I’ve come to learn about a seasonality effect on queries I get on Forecast Accuracy. We’re mid way through the second calendar quarter of the year. Executives are seeing they missed the number in the first quarter, we’re now midway through the second quarter and they are starting to worry.
For some with XaaS models or long sales cycles, if they are off on YTD attainment, it will be a real struggle to fill the gap and make their numbers.
The confluence of these factors create a number of queries around “How do I improve forecast accuracy! We’re really struggling!”
Some execs struggle to be patient as I start probing, “What do you mean by forecast accuracy?”
There’s always that momentary pause on the phone. I know the executive is thinking, “This guy’s supposed to be smart, why is he asking that question, doesn’t everyone understand what forecast accuracy is?”
Sometimes, the pause is too long, I ask the question again, “What do you mean by forecast accuracy?”
Again, often there’s a pause.
I ask, “Is it making your monthly or quarterly number?”
At this point, some of the tension dissipates. The exec immediately responds, “Absolutely!”
Then I ask, “Do you care about the composition of that number? For example, if you have a goal of $100M, do you care more about the $100M or the composition of that $100M?”
Too often, the response is, “I just need to make the $100M!”
At that point I usually respond, “Oh I understand, it seems that you don’t really care about forecast accuracy, you are just struggling to make your number—that’s a bit of a different problem to solve….. “
” You just need to see more deals closing in the quarter. I understand the urgency of the problem, but it’s a different problem than forecast accuracy.”
Sometimes people ask me to explain…
“Forecast accuracy is about a specific deal—when will that deal close, for what value, what is the composition of that deal?” Forecast accuracy recognizes that the rest of the corporation needs to understand what we are selling and when we are likely to get the order.
Let’s take an extreme example. Let’s say, I forecast, “The customer will buy $1M of product A, they have confirmed they will make the decision and issue a purchase order in 60 days. They say we are, by far the preferred supplier.”

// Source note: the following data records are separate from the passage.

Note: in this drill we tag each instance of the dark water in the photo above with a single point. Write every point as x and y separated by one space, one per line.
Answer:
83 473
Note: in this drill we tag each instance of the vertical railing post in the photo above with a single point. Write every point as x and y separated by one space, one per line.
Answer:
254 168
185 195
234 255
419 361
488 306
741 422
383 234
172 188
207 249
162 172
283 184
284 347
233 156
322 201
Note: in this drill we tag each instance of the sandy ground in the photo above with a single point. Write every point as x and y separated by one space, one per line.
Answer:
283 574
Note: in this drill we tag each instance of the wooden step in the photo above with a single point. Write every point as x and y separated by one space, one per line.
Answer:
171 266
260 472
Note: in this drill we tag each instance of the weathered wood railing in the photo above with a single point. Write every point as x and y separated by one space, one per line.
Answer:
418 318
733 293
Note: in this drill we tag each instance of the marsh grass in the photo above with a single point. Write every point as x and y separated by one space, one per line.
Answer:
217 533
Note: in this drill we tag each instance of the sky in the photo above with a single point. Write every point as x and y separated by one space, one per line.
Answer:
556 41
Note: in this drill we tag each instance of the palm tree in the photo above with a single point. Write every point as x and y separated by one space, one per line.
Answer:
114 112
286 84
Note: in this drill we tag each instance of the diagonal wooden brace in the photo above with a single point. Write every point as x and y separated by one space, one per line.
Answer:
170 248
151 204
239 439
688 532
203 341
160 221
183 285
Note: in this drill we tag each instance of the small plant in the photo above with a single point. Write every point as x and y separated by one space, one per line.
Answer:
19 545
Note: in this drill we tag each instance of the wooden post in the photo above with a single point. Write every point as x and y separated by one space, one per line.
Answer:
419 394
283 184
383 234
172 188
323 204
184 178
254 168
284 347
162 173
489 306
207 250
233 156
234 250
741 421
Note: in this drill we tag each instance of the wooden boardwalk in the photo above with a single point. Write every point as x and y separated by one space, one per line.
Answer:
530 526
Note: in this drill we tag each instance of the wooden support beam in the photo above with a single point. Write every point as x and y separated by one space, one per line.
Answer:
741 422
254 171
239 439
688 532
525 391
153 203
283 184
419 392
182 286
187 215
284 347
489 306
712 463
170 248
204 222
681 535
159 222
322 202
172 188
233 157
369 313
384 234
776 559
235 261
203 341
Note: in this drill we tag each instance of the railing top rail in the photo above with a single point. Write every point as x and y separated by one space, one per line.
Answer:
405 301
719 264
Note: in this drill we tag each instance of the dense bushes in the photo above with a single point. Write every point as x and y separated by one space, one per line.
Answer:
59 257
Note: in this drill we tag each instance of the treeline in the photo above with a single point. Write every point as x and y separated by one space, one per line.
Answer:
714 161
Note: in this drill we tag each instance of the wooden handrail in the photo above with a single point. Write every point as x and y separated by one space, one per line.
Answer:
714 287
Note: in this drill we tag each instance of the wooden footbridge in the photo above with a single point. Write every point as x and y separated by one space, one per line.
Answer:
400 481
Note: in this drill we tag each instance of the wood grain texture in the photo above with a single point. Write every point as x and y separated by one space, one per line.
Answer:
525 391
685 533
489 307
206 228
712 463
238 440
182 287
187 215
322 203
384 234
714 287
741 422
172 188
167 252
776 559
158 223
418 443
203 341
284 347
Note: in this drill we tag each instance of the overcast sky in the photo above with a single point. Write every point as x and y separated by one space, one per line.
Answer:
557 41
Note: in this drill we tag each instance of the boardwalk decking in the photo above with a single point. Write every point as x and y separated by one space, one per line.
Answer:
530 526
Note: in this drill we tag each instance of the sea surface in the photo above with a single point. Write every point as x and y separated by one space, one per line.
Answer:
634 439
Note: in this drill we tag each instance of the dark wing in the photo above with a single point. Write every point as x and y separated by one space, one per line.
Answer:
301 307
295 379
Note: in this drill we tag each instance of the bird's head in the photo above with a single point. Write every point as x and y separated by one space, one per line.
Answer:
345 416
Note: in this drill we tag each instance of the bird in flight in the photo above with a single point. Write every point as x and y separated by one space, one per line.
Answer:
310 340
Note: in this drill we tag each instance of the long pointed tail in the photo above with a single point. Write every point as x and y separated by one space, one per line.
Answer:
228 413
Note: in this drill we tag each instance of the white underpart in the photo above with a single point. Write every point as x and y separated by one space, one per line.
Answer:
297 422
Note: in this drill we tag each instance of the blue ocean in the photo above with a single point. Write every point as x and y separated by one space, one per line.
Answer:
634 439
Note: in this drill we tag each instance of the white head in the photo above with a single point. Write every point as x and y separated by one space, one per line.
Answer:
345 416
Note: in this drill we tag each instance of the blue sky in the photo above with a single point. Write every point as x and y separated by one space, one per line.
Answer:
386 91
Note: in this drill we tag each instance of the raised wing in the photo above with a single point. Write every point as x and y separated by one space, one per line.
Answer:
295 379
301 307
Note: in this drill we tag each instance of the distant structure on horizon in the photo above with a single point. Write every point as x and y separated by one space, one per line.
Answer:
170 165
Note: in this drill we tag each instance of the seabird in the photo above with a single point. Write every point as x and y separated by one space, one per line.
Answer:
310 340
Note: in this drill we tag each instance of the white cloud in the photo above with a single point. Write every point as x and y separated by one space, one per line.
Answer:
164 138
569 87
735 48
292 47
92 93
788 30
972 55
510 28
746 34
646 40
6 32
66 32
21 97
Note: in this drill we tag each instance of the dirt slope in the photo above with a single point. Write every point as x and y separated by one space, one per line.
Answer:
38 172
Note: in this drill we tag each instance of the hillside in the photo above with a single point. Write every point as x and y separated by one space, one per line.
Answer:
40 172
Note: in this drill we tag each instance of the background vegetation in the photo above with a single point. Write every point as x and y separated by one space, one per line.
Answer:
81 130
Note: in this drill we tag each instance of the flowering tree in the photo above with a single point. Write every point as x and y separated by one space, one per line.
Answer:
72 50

That set wheels in motion within the company. If you are a lean/agile product company, supply chain management starts things going to make sure they will have the right inventory of parts available to make the product, starting in 60 days. They place orders on their suppliers. Manufacturing starts planning to build and ship the product, once the order comes in. If you are a services company, managers start planning to make sure the right people are available to start the project and block their time–not making them available to others competing for the resources.
Now fast forward 60 days. We get the order right on time, it’s for $1M, but it’s for product B!
From a sales point of view, the attitude may be, “We made our number!” We do a quick round of fist pumps, a sigh of relief, then look at what we have to do next month.
But within the company, it’s a disaster! All our planning, all our inventory, all our resource allocation has been turned upside down. We may now be stuck with the wrong inventory, supply chain management may have to pay a premium to get the right parts, manufacturing schedules have to be adjusted—all of this has a cost/productivity impact. If it’s services, there are similar impacts with the service delivery teams.
(Of course, we do know that supply chain management, manufacturing, operations, service delivery know how bad sales is about forecasting, so they hedge their investments and planning….)
It should be obvious, but too often isn’t. Forecast accuracy is not just about hitting the number. Forecast accuracy is really about individual deals and the roll up of those deals.
Forecast accuracy is: Is the deal coming in when we forecast it would? Is it for the value we committed it would be? Does it match what we actually forecast it would be–that is the product and services the customer wants to order.
Tomorrow, I’ll tackle the issue, “How do we improve forecast accuracy?” As you might guess, too many approach this completely backwards–which is why we struggle so badly with forecast accuracy.